Leiden-based pharmaceutical company Janssen Vaccines has started testing a potential vaccine against the coronavirus in humans.

Earlier, the company thought it would be possible to start the so-called clinical test phase in September. However, the development of the vaccine has accelerated through a successful preclinical phase. The Dutch virologist Hanneke Schuitemaker (head of viral vaccines at Janssen) is leading this development.

Janssen & Johnson’s parent company, Johnson & Johnson, said last month that clinical trials would begin earlier “based on encouraging preclinical data and collaboration with authorities.”

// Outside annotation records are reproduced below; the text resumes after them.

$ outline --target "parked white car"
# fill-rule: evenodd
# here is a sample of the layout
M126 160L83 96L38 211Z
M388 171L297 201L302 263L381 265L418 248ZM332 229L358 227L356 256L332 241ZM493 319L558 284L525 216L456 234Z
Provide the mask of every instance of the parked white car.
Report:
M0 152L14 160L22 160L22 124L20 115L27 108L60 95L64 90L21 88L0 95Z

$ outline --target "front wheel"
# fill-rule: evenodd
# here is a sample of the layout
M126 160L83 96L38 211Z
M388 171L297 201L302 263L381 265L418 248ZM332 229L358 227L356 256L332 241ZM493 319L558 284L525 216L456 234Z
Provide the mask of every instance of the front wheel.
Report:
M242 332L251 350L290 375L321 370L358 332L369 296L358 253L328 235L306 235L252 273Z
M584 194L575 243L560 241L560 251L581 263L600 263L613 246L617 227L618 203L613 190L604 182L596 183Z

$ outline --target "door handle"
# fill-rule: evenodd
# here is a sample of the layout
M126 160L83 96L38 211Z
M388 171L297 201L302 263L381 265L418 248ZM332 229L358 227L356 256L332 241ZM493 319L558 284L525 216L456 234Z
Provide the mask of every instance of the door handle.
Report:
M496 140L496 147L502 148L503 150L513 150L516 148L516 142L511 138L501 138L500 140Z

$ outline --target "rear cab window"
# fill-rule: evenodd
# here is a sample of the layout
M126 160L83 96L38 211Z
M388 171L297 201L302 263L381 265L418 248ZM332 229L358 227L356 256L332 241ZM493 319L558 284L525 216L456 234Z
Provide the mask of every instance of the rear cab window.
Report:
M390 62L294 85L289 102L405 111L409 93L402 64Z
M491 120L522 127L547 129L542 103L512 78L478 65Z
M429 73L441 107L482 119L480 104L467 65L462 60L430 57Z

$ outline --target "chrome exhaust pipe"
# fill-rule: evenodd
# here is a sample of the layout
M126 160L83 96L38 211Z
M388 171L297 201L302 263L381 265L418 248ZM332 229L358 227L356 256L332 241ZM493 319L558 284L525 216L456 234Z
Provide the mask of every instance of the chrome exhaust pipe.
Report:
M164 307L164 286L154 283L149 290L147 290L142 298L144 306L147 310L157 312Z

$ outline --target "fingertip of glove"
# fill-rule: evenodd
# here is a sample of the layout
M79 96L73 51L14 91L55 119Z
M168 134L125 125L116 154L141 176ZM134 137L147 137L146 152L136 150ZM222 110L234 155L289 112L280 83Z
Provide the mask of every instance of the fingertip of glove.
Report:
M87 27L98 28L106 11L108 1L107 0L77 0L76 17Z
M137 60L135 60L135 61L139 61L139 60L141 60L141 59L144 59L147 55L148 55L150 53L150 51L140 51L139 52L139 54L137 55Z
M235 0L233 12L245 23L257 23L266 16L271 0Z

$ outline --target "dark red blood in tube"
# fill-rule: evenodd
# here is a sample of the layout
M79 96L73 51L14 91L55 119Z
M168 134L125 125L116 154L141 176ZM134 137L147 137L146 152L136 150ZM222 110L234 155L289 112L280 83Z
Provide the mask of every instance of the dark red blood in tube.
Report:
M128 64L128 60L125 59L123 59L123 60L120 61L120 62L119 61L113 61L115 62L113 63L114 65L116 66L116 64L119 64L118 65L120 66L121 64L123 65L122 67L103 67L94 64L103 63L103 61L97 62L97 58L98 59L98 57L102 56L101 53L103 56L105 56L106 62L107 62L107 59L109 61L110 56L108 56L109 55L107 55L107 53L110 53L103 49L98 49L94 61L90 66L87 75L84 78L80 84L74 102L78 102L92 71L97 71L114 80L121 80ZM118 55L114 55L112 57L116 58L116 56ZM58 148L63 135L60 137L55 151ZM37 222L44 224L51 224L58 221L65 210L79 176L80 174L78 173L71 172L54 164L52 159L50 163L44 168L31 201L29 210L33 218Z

The vaccine is initially being tested on 1045 healthy adults in the US and Belgium, ages 18 to 65.

‘Next phase in September’

The clinical phase mainly tests whether the vaccine is safe and what the possible side effects are. The actual effect of the vaccine will only be tested at a later stage, says Johan Van Hoof, head of Janssen’s vaccine program, to the Flemish broadcaster VRT.

“We hope to start that phase in September,” he says. “Then a lot more people will be recruited and then we’ll really see if the vaccine really protects against the virus, or if a serious illness caused by the virus occurs.”

If those results are encouraging, the vaccine could be available in the first half of 2021.


At least 163 potential corona vaccines are currently in development worldwide. At least 23 of these are currently being tested in humans, the rest are still in the phase of laboratory tests and animal experiments.

The vaccines from the Jenner Institute in Oxford and a Chinese vaccine are the most advanced in development. The first test results of those candidate vaccines on humans were promising.